Sıkıntısız Müslüman olmaz. Çünkü Peygamber efendimiz, (Mümin, illet, zillet ve kılletten kurtulamaz. En az birine maruz kalır) buyuruyor. İllet, hastalık; kıllet, fakirlik; zillet de, zelil olmak, hakarete uğramaktır. O zaman yapacağımız ilk iş, tevbe ve istigfar etmektir. Eskiden bir Müslüman, evde bir bardak, bir çanak kırılsa, benim yüzümden oldu diye tevbe edip, iki rekât namaz kılarmış.
İkincisi de, kendimiz büyüklerin nasihatlerine uyduğumuz gibi, biz de başkalarına dine uygun şekilde nasihat etmeliyiz. Ama (Nasıl olsa ağzım laf yapıyor, şöyle bir konuşurum, herkesi yola getiririm) demek ve böyle düşünmek yanlıştır, kendi kendimizi kandırmaktır. Bizim nasihatimizle hiç kimse düzelmez. Aksine daha da bozulur. Nasihatin yolu vardır. Kitaptan açıp büyüklerin sözlerinden okumalı veya kitabı ona vermeli. O nasihat, okuyana da, okutana da, dinleyene de, herkese faydalı olur. Büyüklerin sözüyle düzelmeyen kimse, zaten bizim sözlerimizle asla düzelmez. Onun için kendimizi aradan çekip, trafik levhası gibi büyükleri göstermeliyiz.
* * *
Sual: Şehirler arası otobüste giderken, bir yolcu, şoföre, (Kaptan abi, namaz vakti geçiyor. Uygun bir yerde dur da namazımızı kılalım) der. Şoför, (Yolda namaz mı kılınır? Evine gidince kaza edersin) der. Yolcu, (Ya ben eve gidip kaza etmeden sen yolda kaza yaparsan ne olacak) der.
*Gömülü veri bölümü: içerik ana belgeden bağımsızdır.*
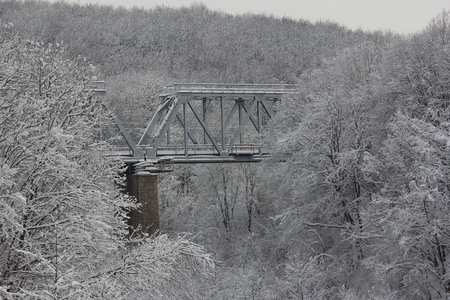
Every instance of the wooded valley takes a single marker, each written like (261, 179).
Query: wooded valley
(352, 204)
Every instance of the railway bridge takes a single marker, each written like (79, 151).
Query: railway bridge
(194, 123)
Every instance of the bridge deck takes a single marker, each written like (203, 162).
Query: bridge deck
(200, 153)
(221, 88)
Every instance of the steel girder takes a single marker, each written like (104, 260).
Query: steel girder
(198, 123)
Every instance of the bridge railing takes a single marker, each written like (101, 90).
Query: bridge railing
(179, 150)
(230, 88)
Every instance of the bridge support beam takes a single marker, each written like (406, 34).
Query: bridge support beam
(144, 186)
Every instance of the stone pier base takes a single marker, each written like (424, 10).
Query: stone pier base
(145, 188)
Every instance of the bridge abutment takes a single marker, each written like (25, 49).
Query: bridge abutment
(144, 186)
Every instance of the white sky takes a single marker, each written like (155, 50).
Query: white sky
(402, 16)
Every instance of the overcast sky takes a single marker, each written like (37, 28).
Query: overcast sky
(402, 16)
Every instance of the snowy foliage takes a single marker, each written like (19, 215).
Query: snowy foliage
(63, 219)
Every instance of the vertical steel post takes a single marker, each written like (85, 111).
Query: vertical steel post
(204, 121)
(258, 108)
(185, 130)
(240, 119)
(222, 118)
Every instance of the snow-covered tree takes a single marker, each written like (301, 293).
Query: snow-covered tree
(412, 209)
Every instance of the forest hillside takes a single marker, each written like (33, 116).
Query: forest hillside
(354, 201)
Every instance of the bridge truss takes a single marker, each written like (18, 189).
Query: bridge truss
(206, 123)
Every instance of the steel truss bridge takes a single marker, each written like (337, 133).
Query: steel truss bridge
(204, 123)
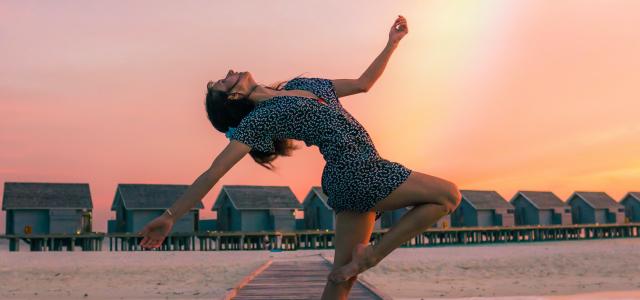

Bu cevap uygun mu?
CEVAP: Uygun değil. Şoför kaza yapmasa, yolcu, namazını kılmayıp evinde kaza etmiş olsa da, namazını kazaya bıraktığı için büyük günah işlemiş olur. Yolcunun şoföre, (Durmayacaksan beni hemen indir, ben namazımı kazaya bırakamam) demesi lazımdı. Bunun gibi, (Emekli olunca, kaza ederim) diyene, (Emekli olacağın garanti mi?) demek de yanlıştır. Emekli olacağı garanti olsa da, namazlarını kazaya bırakması çok büyük günahtır.